Autonomous Vehicles don’t need drivers, meaning that if we own them personally, many trips by car will be taken with no one inside.  An AV could drop you off at the market and circle the block until you are done.  It could drop you off at work and return home or other remote parking space.  An AV could be summoned to pick up your child at school and take her to soccer practice.  While there is certainly some convenience in any of these scenarios, a good portion of all those trips will have no occupants and thereby taking up limited and valuable space on the street.

This article by Howard Jennings of Mobility Lab discusses three ways to apply the principles of Transportation Demand Management (TDM) to AVs: 1) “policies should always seek to encourage AVs that move more people in fewer vehicles”; 2) “pricing models offered by automotive and tech companies should be structured to make shared AVs, not personal AVs, the model of choice”; and 3) city pricing models should be structured to disincentives the least efficient mode of transportation. including a fee for zero occupancy vehicles.

Think Out Loud – Urbanism Next on the Radio!

Urbanism Next was recently featured on public radios ‘Think Out Loud’ program.  Although mostly targeted on autonomous vehicles, in keeping with this blog, the interview focused on the secondary impacts on cities. You can listen here or take a look at an article about the interview here.

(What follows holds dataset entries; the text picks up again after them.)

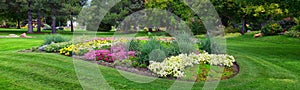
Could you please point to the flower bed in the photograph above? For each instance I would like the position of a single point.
(163, 57)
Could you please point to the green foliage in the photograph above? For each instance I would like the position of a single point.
(295, 28)
(55, 47)
(186, 43)
(286, 24)
(205, 44)
(197, 26)
(146, 48)
(271, 29)
(231, 29)
(54, 39)
(133, 45)
(293, 33)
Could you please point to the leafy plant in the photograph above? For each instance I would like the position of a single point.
(231, 29)
(272, 29)
(295, 28)
(205, 45)
(293, 33)
(55, 47)
(55, 39)
(146, 49)
(286, 24)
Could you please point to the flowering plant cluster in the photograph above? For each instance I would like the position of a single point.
(55, 47)
(174, 66)
(67, 50)
(82, 48)
(116, 52)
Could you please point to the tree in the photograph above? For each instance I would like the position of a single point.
(14, 10)
(109, 12)
(72, 8)
(30, 28)
(55, 6)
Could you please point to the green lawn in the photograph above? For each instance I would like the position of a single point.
(265, 63)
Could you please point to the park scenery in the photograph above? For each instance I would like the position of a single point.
(150, 44)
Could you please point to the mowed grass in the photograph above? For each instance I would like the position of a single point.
(265, 63)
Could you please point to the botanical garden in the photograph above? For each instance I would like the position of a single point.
(149, 44)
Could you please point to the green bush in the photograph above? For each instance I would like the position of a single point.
(55, 47)
(186, 43)
(295, 28)
(133, 45)
(230, 29)
(272, 29)
(146, 48)
(205, 45)
(54, 39)
(197, 26)
(287, 24)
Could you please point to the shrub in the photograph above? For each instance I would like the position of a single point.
(231, 29)
(197, 26)
(293, 33)
(174, 66)
(67, 51)
(82, 48)
(54, 39)
(146, 48)
(295, 28)
(117, 52)
(133, 45)
(286, 24)
(272, 29)
(55, 47)
(205, 45)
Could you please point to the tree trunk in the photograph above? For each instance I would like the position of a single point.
(72, 27)
(19, 26)
(39, 22)
(53, 22)
(243, 26)
(30, 29)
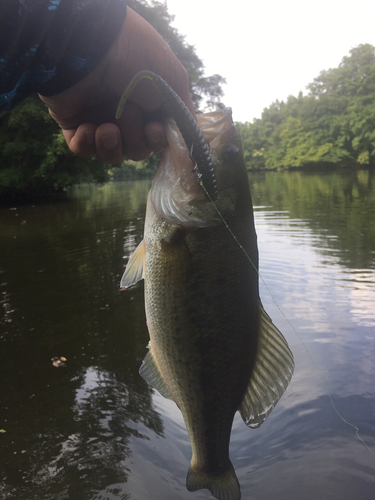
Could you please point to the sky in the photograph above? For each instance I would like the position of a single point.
(270, 49)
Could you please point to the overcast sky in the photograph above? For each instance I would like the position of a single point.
(270, 49)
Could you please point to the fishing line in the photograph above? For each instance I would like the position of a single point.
(162, 87)
(288, 321)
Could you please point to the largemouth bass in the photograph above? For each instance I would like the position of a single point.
(213, 349)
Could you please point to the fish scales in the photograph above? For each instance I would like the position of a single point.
(211, 342)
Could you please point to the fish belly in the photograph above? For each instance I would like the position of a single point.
(201, 297)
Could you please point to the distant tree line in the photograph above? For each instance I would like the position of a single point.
(34, 159)
(333, 124)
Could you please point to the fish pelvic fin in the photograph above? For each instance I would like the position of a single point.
(272, 372)
(150, 371)
(223, 486)
(134, 271)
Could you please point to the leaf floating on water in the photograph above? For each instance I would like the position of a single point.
(58, 362)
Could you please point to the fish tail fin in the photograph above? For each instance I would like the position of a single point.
(223, 486)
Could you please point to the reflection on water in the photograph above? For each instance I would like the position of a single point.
(96, 430)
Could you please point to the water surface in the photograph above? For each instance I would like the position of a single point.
(95, 430)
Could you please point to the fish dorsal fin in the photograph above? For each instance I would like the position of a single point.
(149, 370)
(135, 267)
(273, 369)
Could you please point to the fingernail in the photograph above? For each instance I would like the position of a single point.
(109, 141)
(90, 137)
(154, 137)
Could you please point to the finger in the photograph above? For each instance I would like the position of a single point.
(108, 143)
(81, 140)
(133, 136)
(155, 136)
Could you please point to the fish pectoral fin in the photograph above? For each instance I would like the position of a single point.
(150, 371)
(135, 267)
(273, 369)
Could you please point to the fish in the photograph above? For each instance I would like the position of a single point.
(213, 349)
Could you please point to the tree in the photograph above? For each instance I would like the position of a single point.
(34, 158)
(334, 123)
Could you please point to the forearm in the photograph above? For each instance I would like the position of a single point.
(47, 46)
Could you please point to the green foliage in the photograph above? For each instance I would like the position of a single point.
(201, 87)
(34, 159)
(333, 124)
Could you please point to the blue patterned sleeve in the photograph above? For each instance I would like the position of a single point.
(47, 46)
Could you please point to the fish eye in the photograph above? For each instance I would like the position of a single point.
(231, 153)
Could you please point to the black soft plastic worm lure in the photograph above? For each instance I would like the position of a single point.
(199, 151)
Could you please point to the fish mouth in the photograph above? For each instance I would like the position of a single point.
(198, 149)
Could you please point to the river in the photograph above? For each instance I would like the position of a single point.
(94, 430)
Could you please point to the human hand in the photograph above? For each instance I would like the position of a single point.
(86, 111)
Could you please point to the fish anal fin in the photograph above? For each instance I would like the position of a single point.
(223, 486)
(150, 371)
(272, 372)
(135, 267)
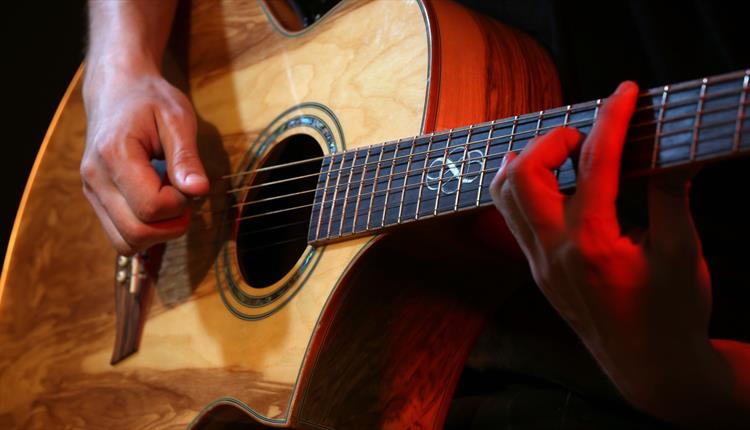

What’s old is new: Efficient and space saving transportation gains traction

Part of the promise of new technological opportunities within transportation is the opportunity to use space more efficiently.  Connected and autonomous vehicles can travel closer together, ride-sharing can fill a portion of the staggering amount of empty vehicle seats on our streets and thus reduce some vehicles, and ride-hailing transportation may make it possible to reduce overall car ownership and the need for so much parking, freeing up space on streets and in our communities.  Yet, one of the most efficient inventions humanity has ever created also happens to be a space-saving form of mobility – the bicycle.  Cities of all shapes and sizes all over the world are “re-discovering” how space, efficiency, distance, economy, health, and sustainability can be addressed through investing in bicycle transportation. Along those lines, London just announced a massive investment in bicycle transportation, seeking to make it a rational option for both short and commute-distance trips.  Our challenge now, is figuring out how to right-size each form of transportation, from walking to biking to carsharing to transit to AVs, throughout our cities and communities to maximize not only our ability to reach our desired destinations quickly, but also to maximize the efficient use of limited space, as well as addressing issues of equity, health, and the environment.